The compact Fuji Clean system replaced the 25-square-metre reed bed. To keep the tank hidden in the garden, we chose the Fuji Clean system with a total surface area of only two square metres. The new system, although smaller, has greatly enhanced the quality of water and eliminated any unpleasant smells. The reed bed components were removed in layers and all contaminated materials were removed from the site and correctly disposed of. Imported soil was then used to level off the reed bed area for a nice finish. This allowed the owners to reclaim the space in front of their home and return it back to the lawned area.

The original below-ground disposal area for the treated water could be retained as it was only 10 years old. The irrigation area needed flushing and cleaning because the reed beds hadn’t provided effective treatment for a long period of time. Flushing removed the build-up within the irrigation pipes and removed blockages. Due to the high level of treatment from the Fuji Clean, the existing disposal area will operate well for years to come.

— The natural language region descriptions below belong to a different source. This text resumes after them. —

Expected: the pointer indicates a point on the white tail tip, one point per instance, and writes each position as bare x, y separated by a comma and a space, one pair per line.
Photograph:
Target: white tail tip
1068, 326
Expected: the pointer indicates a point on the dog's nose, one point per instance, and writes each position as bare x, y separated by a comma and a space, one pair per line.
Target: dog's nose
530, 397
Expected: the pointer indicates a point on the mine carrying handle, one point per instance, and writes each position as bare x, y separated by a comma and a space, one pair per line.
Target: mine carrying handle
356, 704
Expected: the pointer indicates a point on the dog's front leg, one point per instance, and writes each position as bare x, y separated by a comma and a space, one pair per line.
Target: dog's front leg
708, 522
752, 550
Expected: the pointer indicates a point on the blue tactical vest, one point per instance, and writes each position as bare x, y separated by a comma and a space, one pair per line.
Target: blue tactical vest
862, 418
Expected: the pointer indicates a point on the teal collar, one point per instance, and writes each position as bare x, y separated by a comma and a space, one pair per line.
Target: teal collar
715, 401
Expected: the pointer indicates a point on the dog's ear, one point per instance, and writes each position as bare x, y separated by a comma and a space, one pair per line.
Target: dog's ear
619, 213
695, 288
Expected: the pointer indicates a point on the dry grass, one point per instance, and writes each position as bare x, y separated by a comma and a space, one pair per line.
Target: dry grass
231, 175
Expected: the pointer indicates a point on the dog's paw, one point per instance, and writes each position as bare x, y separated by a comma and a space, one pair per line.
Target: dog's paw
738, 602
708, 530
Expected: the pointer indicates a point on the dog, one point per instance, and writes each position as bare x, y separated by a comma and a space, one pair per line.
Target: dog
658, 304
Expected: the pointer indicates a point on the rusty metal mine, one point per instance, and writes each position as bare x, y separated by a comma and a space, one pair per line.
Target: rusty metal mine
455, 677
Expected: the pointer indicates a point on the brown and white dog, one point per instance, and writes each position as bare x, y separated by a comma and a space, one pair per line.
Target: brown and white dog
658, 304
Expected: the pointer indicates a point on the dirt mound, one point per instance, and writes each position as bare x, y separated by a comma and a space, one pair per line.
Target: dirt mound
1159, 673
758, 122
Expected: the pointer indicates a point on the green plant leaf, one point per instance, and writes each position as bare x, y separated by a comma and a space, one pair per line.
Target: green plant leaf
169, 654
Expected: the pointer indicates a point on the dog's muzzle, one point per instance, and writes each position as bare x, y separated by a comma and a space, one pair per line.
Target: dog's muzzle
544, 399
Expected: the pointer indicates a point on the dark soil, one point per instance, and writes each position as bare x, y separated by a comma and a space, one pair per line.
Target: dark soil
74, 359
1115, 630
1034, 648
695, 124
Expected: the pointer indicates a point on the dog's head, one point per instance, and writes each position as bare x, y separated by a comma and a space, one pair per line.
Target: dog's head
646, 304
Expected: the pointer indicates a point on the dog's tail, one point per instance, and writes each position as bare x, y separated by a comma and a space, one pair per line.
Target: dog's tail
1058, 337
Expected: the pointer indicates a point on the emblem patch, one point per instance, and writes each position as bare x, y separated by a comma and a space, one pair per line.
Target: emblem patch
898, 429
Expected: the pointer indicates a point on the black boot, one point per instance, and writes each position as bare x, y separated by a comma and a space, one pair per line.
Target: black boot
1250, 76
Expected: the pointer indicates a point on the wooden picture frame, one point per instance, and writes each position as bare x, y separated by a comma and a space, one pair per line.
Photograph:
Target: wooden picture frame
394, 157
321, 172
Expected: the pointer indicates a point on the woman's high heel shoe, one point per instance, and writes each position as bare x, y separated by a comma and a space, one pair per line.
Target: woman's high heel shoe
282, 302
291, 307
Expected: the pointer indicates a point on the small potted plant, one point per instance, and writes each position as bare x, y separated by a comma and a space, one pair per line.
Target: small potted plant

The compact and “no fuss” solution

The replacement Fuji Clean secondary treatment system is completely different to the septic tank and reed bed combination. The first stage of the process in the Fuji Clean begins with anaerobic digestion in the first chamber, the same as a septic tank. From there, the more technical aspects of the Fuji Clean system come into play. The wastewater passes through filtration media in the second chamber, a simple but highly refined process. The filtration media provides the ideal environment for microbial breakdown of the wastewater and is the result of years of research and development.

The wastewater then goes through an aerobic digestion process followed by a clarification process and disinfection in the final chamber. The results in the wastewater being treated to a tertiary level before being dispersed to the LAA. The controlled environment within the module provides a continuous and consistent level of treatment. The Fuji Clean is a sealed system that prevents the escape of odours and mosquitoes from thriving. The tried and tested treatment process delivers reliable treatment with a strong manufacturer’s warranty. The modular tank houses all components and requires no homeowner intervention.

Investing in a True Water site-specific wastewater solution has meant that the homeowners have improved the value and liveability of their home. The Fuji Clean tank remains hidden below ground which has eradicated the mosquitos, eliminated unpleasant odours, and reinstated the garden and lawn areas. The new system is serviced quarterly by our certified maintenance provider. This improves its performance and reduces overall lifetime costs.